具体的にみれば何らかの望む結果を得る資格とか、○○をやってよい理由というようなものであることが多いですけれど、そういう資格がいつから必要になったのかは誰も分かりません。
自分に価値があるから与えられる「対価の関係」の罠
私たちは「教育」の名のもとに、幼いころから点数をつけられたり、点数がつかなくとも褒められたり、評価されたりすることに馴れています。
一番最初にそれを経験するのは、お父さんやお母さんから「静かにしてたらオヤツあげるからね」などと言われる場面でしょうか。
こうして静かにしてオヤツを手にした子どもたちは、次に勉強することによっておもちゃを入手したり、仲良くすることによって友達を得たりします。
おそらく人間にとって理解しやすいルールなのでしょう、一度これを身に着ければ、ペットにも簡単に「待て」「お座り」と言ってオヤツを与えるようになりますね。
「価値」からはみ出すというルール化
反対にこのゲームが嫌な子どもたちは「静かにしない自分」(やんちゃ)とか、「勉強しない自分」(不良?)とか、「別に友達なんかいらない自分」(孤高?)とかの形で自分に価値を与えます。
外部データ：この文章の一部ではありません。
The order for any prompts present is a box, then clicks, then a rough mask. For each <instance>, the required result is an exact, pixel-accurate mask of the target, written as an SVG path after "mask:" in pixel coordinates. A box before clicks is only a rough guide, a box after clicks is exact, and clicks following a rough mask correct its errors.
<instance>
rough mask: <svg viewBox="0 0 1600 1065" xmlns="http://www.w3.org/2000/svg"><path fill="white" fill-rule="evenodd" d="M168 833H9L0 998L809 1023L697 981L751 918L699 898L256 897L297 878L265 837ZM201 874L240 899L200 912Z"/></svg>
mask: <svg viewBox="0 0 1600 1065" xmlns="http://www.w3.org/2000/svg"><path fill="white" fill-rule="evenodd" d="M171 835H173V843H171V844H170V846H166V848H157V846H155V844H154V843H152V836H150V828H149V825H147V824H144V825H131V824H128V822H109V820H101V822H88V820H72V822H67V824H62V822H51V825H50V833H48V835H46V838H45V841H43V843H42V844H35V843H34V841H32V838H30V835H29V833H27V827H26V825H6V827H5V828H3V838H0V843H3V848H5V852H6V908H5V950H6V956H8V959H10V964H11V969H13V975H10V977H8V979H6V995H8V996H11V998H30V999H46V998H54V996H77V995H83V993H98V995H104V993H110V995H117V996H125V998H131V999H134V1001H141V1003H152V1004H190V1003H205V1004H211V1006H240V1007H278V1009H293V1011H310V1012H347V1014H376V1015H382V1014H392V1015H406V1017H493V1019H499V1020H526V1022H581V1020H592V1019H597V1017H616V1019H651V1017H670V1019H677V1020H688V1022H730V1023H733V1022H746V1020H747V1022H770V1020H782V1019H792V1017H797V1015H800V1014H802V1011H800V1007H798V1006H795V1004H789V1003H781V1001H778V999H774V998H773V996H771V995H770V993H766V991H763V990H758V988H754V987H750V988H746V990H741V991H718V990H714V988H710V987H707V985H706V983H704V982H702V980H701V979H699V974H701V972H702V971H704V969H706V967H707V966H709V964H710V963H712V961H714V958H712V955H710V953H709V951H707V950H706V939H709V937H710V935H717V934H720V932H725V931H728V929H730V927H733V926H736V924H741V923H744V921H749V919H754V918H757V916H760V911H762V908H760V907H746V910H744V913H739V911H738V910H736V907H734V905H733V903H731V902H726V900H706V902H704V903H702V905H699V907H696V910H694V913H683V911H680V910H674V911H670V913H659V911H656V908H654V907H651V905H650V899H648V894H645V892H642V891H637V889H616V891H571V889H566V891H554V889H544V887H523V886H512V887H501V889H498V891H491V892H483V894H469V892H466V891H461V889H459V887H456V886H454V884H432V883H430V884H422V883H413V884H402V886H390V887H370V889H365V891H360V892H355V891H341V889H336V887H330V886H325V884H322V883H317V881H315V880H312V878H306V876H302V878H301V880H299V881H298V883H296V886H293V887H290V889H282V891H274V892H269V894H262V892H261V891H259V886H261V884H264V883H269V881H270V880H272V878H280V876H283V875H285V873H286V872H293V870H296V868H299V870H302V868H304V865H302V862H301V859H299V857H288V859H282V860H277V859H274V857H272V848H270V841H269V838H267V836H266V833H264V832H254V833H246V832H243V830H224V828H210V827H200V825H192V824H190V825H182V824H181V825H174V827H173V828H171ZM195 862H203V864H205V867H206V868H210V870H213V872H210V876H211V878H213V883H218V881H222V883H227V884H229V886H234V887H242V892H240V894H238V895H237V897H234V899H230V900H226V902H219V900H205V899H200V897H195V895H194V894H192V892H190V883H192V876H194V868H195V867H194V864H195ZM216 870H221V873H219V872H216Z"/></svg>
この人々は見た目上ふつうの「価値」など気にしていないようです。
けれど実際には一般的に流布しているルールの反対のルールを価値としていたり、独自の価値を持ち出していたりする点で同じなのです。
「反面教師」や「人のふり見て……」という言葉なども同じですね。
私たちがいかに拠り所を必要とするかという証拠です。
つねに「価値」を問い直すことが「教育」
したがって、もしその子ども自身、その人自身がもともと持つ二つとない特質を見出し、発展させていくことを望むなら、私たちが個人や集団で身に着けている「価値」をいつでも問い直す必要があります。
こういう自分であればこういう評価が得られる、こんなことをやればこんな風に思ってもらえる、という発想を根本から見つめてみることです。
(家族や友人、先生、テレビ、YouTube、SNS経由などでお子さん自身がすでに多くの「価値」を身に着けているため、経験上もこれはあまり簡単ではありません。)
少なくとも、このような目線があり得ること、急いで価値を示さず自分自身でどんなことでも感じ取ってよい時間があるのを伝えることは「教育」です。